Sedutor mentiroso e compulsivo. Reconheça e fuja dele.
A arte da sedução pode se tornar um vício? A conquista amorosa sequencial pode ser enquadrada como uma conduta nociva? Se você já encontrou no seu caminho um homem com a chamada Síndrome de Don Juan, aquele sedutor irreparável, ambas as respostas são sim. O fenômeno não é novo — o próprio nome Don Juan faz alusão a um conhecido personagem, cujo primeiro registro na literatura aparece no século XVII, na obra do espanhol Tirso de Molina. Porém, foram acrescentadas a esse comportamento duas palavras que, até tempos atrás, não eram utilizadas: masculinidade tóxica. “Ela faz com que alguns homens desenvolvam um transtorno narcisista: querem ser admirados, sentem-se superiores e lhes falta empatia. Eles não amam as mulheres, mas sim a conquista”, explica o pesquisador da psicologia da masculinidade preta e questões raciais, João Luiz Marques.
Priscila, que chegou a lançar um livro sobre esse episódio chamado “Can@lha.com”, conta que até hoje dá suporte a pessoas que atravessam situação semelhante. “Enquanto houver a idealização do modelo romântico, vai existir brecha para o Don Juan entrar em ação. Costumo dizer que as mulheres precisam de apoio”, reflete.
A influenciadora digital Jacy Lima, de 28 anos, viu-se prestes a submergir nessa areia movediça. “Bastou eu me apaixonar, para esse meu namorado cair fora. Depois, ele me contou que seduzia as amigas da mãe e até as namoradas de amigos. Era compulsivo. Percebi, então, que tinha essa síndrome”, conta Jacy. Para ela, as redes sociais possibilitaram que debates e problemáticas sobre relacionamentos viessem à tona. “No meu canal do YouTube e no perfil do meu Instagram, recebo milhares de depoimentos e exposições de relações fracassadas que levam à dependência”, explica. “O Don Juan mantém as mulheres nas mãos na intenção exclusiva de alimentar o próprio ego. Mas isso precisa ter limite.
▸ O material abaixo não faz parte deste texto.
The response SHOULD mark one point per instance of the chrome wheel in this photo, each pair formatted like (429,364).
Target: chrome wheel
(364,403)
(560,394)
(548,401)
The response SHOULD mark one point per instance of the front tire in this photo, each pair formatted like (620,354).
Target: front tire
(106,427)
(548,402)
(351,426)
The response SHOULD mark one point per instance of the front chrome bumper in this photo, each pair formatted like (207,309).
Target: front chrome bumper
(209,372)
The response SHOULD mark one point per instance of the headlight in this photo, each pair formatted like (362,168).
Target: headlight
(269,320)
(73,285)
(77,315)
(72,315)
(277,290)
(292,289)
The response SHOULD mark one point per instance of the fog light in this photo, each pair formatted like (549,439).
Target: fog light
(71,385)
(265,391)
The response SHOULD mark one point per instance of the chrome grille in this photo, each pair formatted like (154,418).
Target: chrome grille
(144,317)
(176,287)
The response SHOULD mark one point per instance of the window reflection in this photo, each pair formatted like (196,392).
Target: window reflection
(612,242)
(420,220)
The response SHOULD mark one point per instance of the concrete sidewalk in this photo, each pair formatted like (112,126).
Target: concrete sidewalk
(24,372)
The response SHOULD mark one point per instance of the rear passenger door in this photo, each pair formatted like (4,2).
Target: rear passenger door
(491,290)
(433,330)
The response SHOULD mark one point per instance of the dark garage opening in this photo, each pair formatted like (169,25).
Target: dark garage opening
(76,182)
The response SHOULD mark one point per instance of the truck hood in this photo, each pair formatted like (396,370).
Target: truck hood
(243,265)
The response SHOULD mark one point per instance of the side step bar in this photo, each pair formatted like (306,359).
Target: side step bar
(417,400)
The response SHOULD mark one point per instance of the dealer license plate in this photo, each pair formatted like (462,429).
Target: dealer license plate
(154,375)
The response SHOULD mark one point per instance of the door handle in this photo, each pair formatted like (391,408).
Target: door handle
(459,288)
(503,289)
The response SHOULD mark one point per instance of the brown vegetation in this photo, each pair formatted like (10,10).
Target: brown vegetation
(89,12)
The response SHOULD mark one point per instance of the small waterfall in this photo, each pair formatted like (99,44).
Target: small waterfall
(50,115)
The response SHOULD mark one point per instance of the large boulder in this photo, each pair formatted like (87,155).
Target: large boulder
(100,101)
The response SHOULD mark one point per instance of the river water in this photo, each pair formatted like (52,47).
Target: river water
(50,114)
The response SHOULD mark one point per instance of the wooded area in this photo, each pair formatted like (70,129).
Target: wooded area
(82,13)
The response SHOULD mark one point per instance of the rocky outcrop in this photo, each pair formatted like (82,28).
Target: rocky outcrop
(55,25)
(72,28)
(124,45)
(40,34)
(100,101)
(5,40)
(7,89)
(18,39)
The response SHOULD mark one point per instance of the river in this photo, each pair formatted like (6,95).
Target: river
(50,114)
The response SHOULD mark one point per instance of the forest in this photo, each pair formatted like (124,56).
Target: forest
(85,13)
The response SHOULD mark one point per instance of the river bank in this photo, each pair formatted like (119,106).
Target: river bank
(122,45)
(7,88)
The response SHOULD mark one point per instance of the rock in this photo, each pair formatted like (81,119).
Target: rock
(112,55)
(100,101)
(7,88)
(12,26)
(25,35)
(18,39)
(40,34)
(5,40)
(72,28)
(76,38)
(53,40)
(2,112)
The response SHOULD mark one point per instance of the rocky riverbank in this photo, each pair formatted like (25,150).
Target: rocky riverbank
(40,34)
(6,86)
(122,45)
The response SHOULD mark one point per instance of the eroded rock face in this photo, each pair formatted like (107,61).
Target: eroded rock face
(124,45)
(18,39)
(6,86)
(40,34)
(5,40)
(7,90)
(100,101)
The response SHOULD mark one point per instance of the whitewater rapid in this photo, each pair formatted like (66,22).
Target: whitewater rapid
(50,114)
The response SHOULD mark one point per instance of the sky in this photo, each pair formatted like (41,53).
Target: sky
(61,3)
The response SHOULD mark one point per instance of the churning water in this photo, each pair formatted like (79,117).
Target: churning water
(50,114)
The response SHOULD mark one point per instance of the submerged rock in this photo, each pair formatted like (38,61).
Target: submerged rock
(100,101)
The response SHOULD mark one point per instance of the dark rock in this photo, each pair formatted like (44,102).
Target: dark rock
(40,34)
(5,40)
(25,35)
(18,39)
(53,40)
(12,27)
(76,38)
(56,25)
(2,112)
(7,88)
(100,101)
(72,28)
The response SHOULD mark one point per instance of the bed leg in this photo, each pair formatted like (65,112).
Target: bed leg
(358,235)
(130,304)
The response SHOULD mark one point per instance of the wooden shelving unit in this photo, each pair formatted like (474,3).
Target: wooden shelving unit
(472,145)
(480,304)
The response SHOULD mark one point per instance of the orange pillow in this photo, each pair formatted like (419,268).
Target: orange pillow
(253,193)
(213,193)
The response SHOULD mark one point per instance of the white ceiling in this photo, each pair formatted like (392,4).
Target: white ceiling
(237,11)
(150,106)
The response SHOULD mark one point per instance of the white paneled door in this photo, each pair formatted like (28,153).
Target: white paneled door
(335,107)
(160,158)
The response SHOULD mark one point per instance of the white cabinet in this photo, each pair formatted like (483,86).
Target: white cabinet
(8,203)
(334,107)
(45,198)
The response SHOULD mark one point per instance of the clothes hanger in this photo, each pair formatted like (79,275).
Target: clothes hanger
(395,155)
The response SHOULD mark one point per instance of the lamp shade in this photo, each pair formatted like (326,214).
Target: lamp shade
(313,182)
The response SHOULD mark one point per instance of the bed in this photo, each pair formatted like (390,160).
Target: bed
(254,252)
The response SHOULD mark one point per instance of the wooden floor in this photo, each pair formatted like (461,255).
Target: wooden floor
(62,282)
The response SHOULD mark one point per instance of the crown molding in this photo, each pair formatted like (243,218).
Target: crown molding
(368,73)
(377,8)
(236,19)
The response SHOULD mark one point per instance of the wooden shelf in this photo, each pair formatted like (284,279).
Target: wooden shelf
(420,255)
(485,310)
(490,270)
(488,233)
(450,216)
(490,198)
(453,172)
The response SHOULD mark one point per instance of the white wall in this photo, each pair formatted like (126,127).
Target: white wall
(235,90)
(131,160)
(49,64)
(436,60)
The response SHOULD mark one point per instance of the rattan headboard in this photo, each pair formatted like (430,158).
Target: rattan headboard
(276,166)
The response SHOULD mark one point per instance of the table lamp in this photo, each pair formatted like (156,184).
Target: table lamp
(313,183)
Do contrário, pode se tornar uma relação tóxica e até abusiva”, alerta Jacy.
A psicóloga Daniela Faertes ressalta que o Don Juan pode ser ele ou ela. Em comum, está a liberação de endorfina, que, ao contrário do que se imagina, não acontece no sexo.“O prazer reside na conquista. Também são indivíduos com dificuldade de criar vínculos afetivos e que tendem a escolher suas ‘vítimas’ em relações que envolvam algum tipo de proibição ou dificuldade, como médico e paciente, cliente e advogado”, explica. Daniela chama atenção para a maneira que eles saem da vida da suposta amada. “Sem empatia nem cuidado. Ao contrário, terminam com extrema frieza”, completa a psicóloga.
O pesquisador João Luiz Marques menciona a dificuldade de fazer um diagnóstico deste perfil. “Por existir uma mistura de elementos culturais com o quadro compulsivo.” Na sociedade machista, as conquistas masculinas encontram confirmação entre os amigos. “Esse homem pegador é visto, muitas vezes, como um verdadeiro herói”, observa. “Ninguém desconfia de que ele é um narcisista, nem o próprio.” Dono de um perfil no Instagram com quase 60 mil seguidores, o pesquisador de 26 anos tem como objetivo abordar questões relativas à masculinidade tóxica. “Os homens das novas gerações, apesar de uma força conservadora que puxa a gente para trás, estão mudando, aos poucos. Estamos todos precisando falar sobre sentimentos.”